In-Patient Considerations

Initial Stabilization

  • Assessment of airway, breathing, and circulatory status (ABCs)
  • Febrile seizures of >5 minutes duration should be treated as outlined under “Acute Treatment.”

Admission Criteria

Admission should be strongly considered if

  • Age <1 year
  • Glasgow coma scale <15 (1 hour following seizure)
  • Shows signs of increased intracranial pressure
  • Demonstrates clinical suspicion for meningitis
  • Has experienced a complex partial seizure
  • Demonstrates any instability in vital signs

IV Fluids

If child appears dehydrated, administer IV fluid as appropriate.

Nursing

  • Nursing should be carried out according to the patient’s underlying illness or infection.
  • Precautionary measures to prevent secondary injuries from seizure activity

Discharge Criteria

Children with simple FS, no focal signs of infection, and appearing well can be discharged home after a minimum of 2 hours of observation.

Ongoing Care

Follow-Up Recommendations

For any patient with simple FS, a follow-up appointment with the primary-care physician should be scheduled within 1 week of discharge. Follow-up for complex FS should be made pending results of further evaluation.

Patient Monitoring

Monitor as appropriate depending on clinical presentation of patient (including classification of FS).

Diet

No dietary restrictions necessary

Patient Education

Parental education is important owing to the significant anxiety surrounding the diagnosis (1)[B].

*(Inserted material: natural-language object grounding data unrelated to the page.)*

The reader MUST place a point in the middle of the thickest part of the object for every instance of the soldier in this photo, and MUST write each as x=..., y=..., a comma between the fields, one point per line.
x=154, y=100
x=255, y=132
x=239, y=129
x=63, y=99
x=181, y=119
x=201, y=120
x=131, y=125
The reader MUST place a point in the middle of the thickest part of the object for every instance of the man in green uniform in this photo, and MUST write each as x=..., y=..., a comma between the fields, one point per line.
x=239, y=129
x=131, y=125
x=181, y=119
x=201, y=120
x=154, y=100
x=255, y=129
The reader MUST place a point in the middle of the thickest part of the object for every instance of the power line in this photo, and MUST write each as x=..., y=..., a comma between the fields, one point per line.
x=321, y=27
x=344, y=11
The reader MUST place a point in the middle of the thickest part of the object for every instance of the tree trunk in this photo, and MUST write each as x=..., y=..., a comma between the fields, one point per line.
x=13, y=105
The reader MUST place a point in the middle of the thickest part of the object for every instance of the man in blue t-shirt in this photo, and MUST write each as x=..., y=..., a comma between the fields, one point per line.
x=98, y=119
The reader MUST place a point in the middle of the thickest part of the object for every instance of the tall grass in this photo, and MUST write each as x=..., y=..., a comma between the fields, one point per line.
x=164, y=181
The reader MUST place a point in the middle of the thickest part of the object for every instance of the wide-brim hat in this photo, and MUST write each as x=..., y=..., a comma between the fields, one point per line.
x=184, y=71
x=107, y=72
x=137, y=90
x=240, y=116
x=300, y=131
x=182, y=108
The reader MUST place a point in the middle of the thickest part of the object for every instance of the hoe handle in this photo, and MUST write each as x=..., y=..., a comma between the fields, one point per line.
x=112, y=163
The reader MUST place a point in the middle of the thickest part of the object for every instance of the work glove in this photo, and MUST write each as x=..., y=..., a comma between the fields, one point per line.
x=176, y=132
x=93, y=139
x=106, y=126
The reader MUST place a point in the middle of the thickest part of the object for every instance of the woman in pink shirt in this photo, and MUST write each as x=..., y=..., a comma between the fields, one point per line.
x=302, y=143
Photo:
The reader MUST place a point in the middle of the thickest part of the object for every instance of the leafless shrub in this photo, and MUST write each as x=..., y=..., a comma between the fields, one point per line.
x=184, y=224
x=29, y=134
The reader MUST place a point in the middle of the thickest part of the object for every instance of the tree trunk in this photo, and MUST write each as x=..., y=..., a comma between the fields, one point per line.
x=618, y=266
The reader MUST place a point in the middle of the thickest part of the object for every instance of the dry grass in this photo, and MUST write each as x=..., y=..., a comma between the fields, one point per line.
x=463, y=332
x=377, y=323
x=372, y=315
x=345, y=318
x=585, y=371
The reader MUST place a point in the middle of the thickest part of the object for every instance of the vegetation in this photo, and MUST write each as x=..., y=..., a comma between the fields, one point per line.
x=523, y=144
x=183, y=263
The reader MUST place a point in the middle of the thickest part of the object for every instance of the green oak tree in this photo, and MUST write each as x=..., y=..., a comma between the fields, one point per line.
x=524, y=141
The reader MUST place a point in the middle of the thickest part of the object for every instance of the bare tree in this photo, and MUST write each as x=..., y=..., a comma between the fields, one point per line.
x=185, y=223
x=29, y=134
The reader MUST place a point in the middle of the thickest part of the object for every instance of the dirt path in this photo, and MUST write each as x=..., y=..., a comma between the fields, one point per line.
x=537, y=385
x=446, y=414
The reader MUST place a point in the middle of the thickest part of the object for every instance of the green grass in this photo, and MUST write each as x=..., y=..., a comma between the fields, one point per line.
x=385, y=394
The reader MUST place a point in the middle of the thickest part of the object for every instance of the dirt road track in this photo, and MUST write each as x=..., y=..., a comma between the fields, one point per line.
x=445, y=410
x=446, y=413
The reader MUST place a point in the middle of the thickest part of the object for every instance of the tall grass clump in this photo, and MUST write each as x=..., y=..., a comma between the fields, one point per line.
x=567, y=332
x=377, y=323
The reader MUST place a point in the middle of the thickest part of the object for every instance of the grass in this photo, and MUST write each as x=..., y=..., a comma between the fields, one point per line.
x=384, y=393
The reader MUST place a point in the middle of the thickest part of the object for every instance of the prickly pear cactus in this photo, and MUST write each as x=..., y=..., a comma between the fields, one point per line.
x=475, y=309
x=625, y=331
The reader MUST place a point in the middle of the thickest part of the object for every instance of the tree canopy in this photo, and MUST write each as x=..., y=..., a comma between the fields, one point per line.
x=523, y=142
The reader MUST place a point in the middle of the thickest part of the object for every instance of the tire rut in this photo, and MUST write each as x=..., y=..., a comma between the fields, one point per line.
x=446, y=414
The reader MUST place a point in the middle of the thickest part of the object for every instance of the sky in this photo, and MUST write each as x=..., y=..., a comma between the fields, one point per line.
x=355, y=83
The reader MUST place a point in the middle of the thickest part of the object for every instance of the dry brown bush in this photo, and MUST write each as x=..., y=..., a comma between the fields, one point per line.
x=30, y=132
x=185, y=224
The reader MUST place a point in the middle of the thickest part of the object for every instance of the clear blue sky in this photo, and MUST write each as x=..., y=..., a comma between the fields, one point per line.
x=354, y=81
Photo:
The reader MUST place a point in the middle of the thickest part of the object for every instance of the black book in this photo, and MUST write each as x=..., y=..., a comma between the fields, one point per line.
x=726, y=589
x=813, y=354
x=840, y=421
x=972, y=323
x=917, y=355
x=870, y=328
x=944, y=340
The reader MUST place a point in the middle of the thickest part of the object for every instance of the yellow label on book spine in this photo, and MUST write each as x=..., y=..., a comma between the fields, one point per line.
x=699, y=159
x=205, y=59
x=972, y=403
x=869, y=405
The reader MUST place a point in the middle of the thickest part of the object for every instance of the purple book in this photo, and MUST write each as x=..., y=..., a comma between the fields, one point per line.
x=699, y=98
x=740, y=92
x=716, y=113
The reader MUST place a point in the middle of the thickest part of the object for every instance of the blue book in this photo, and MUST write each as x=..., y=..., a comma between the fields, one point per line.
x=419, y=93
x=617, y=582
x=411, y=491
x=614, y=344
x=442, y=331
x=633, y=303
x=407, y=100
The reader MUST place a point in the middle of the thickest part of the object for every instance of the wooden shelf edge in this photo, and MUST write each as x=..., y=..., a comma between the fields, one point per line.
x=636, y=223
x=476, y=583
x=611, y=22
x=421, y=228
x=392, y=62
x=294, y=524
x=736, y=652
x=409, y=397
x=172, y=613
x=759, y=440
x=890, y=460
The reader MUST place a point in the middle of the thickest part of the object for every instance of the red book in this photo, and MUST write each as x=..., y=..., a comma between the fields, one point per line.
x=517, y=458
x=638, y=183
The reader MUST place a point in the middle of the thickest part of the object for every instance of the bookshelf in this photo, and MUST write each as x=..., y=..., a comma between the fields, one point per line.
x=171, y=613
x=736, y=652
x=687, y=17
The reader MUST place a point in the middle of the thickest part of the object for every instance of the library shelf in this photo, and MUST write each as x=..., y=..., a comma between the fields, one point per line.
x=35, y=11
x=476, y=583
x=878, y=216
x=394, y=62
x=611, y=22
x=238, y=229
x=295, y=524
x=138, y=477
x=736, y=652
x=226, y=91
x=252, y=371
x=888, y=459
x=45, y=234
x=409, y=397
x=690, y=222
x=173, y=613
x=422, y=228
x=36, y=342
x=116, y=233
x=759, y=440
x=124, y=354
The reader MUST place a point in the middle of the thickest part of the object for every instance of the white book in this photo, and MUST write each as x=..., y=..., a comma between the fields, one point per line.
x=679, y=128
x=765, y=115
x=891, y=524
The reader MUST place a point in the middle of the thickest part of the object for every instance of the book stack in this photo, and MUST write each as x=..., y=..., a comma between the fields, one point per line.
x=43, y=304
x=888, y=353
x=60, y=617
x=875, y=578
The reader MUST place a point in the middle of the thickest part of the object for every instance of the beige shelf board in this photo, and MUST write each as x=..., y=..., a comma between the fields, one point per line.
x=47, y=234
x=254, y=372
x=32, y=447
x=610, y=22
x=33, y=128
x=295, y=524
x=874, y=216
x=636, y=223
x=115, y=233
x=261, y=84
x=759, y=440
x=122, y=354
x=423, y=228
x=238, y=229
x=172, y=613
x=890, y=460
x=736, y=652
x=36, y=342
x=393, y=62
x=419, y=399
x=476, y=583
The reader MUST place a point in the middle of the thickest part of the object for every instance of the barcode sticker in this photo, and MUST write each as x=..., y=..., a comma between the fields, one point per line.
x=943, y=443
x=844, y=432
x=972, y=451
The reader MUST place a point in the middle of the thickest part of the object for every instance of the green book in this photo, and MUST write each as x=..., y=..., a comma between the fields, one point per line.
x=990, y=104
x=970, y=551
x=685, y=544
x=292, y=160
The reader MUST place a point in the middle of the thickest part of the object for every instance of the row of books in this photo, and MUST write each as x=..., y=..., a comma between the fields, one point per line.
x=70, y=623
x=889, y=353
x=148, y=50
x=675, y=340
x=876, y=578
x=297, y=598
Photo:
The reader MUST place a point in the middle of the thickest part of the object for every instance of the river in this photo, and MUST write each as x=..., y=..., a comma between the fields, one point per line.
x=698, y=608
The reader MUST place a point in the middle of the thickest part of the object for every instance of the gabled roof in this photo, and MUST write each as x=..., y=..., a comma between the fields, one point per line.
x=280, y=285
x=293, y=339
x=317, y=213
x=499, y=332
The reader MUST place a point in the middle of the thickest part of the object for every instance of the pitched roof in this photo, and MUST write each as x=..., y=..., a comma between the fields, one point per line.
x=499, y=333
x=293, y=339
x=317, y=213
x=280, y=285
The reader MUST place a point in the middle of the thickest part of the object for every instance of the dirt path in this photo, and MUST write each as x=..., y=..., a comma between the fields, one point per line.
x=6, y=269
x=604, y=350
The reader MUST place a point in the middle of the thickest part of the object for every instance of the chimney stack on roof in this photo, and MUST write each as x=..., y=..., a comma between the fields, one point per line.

  • FS are common and occur in 3–5% of otherwise healthy children.
  • FS can recur in approximately 1/3 of children with subsequent fevers.
  • No evidence suggests that FS cause neurologic sequelae or death.
  • Evaluation depends on the clinical presentation, and there is no role for routine lab testing or imaging.
  • Treatment of FS is not generally recommended and has not been shown to prevent the development of epilepsy.
  • Referral to a pediatric neurologist is not typically required for a simple FS.

Prognosis

  • Overall excellent prognosis
  • No evidence of neurodevelopmental problems, learning disabilities, or increased mortality with simple FS
  • Children with FS are at risk for developing recurrent FS.
    • Children >12 months of age have a 30% rate of recurrence. Those who have 2nd FS have a 50% risk of having additional episodes.
    • Children <12 months of age have increased recurrence rate of 50%.
  • Risk of epilepsy after a simple FS is slightly greater than that of general population, which is approximately 1%.
    • Risk of epilepsy after multiple simple FS with 1st seizure at <1 year of age is 2.4%.
    • Factors that increase risk of epilepsy include neurodevelopmental abnormality, complex FS, and family history of epilepsy (2)[B].

Complications

  • Secondary complications include injuries resulting from seizure activity, aspiration, and complications from prolonged seizures with complex FS (1)[B].
  • There is controversial evidence that FS may contribute to temporal lobe epilepsy.

References

1. Jones T, Jacobsen SJ. Childhood febrile seizures: overview and implications. Int J Med Sci. 2007;4:110–4.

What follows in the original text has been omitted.